Il compromesso nazionale

Il compromesso è semplice: voi non vi occupate di politica, loro si intromettono il meno possibile nei vostri affari. E in effetti ai cinesi, di parlare di politica, non piace proprio. Un designer con cui ho avuto l’occasione di cenare a Shanghai si è spinto a dire che, a lui e ai suoi connazionali, del Governo non interessa nulla. Non si vota? Sai che problema.

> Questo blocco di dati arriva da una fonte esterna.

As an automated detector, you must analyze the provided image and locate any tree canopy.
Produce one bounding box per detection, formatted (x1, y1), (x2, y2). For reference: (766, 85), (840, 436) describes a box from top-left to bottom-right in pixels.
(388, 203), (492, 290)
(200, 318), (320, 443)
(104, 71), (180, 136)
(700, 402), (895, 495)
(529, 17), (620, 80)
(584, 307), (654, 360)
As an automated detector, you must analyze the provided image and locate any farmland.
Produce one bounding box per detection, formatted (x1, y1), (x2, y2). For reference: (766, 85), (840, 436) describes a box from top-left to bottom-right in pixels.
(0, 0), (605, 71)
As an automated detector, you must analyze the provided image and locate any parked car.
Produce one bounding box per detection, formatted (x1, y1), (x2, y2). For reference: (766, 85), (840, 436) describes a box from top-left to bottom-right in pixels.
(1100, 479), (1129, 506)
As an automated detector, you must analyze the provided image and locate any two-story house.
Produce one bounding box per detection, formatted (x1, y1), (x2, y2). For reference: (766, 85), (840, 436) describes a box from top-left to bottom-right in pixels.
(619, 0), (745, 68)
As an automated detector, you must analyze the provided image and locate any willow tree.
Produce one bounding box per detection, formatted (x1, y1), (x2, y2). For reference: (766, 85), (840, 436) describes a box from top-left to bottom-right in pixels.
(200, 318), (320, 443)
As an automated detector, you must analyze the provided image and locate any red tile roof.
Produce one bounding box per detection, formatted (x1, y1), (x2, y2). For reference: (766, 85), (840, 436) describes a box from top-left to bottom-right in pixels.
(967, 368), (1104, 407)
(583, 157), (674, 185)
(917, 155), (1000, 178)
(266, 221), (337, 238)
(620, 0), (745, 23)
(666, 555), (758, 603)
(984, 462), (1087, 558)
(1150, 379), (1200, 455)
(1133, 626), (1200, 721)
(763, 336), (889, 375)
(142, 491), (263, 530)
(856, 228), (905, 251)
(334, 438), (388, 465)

All’origine di questo pensiero c’è la strage di Tienanmen, anno 1989. Ai piani alti del PCC fu chiaro che la botte piena del potere e la moglie ubriaca dell’obbedienza non fosse più sostenibile. A quel punto meglio aprire il rubinetto delle libertà economiche (liberismo) conquistando le pance. Lo Stato – e con esso etica e morale comuniste, più in generale ciò che è giusto e sbagliato – esce dalle case ma presidia le piazze. In cambio, esercito e potere politico non si toccano, al massimo se ne parla. Risultato: di rosso, son rimasti solo la bandiera e il partito unico.

Alcuni esempi sono la Salute (“peggio che negli USA” – dice un’insegnante di inglese riferendosi ai costi dell’assicurazione sanitaria – “e spera di non doverti operare, perché solo una percentuale delle spese è coperta”), Educazione (“gli asili privati sono i migliori ma costano 10mila ¥ all’anno, solo se sei ricco te lo puoi permettere”, aggiunge una maestra, 3mila ¥ al mese di stipendio) a cui si aggiunge il diritto alla casa (“una camera in un appartamento condiviso a Beijing costa sui 3mila ¥, una follia”, commenta un neolaureato).

Di rivoluzionario, di veramente popolare in questa Repubblica, sembra sia rimasta solo la censura. Tutto il resto – inclusa la corruzione – è business.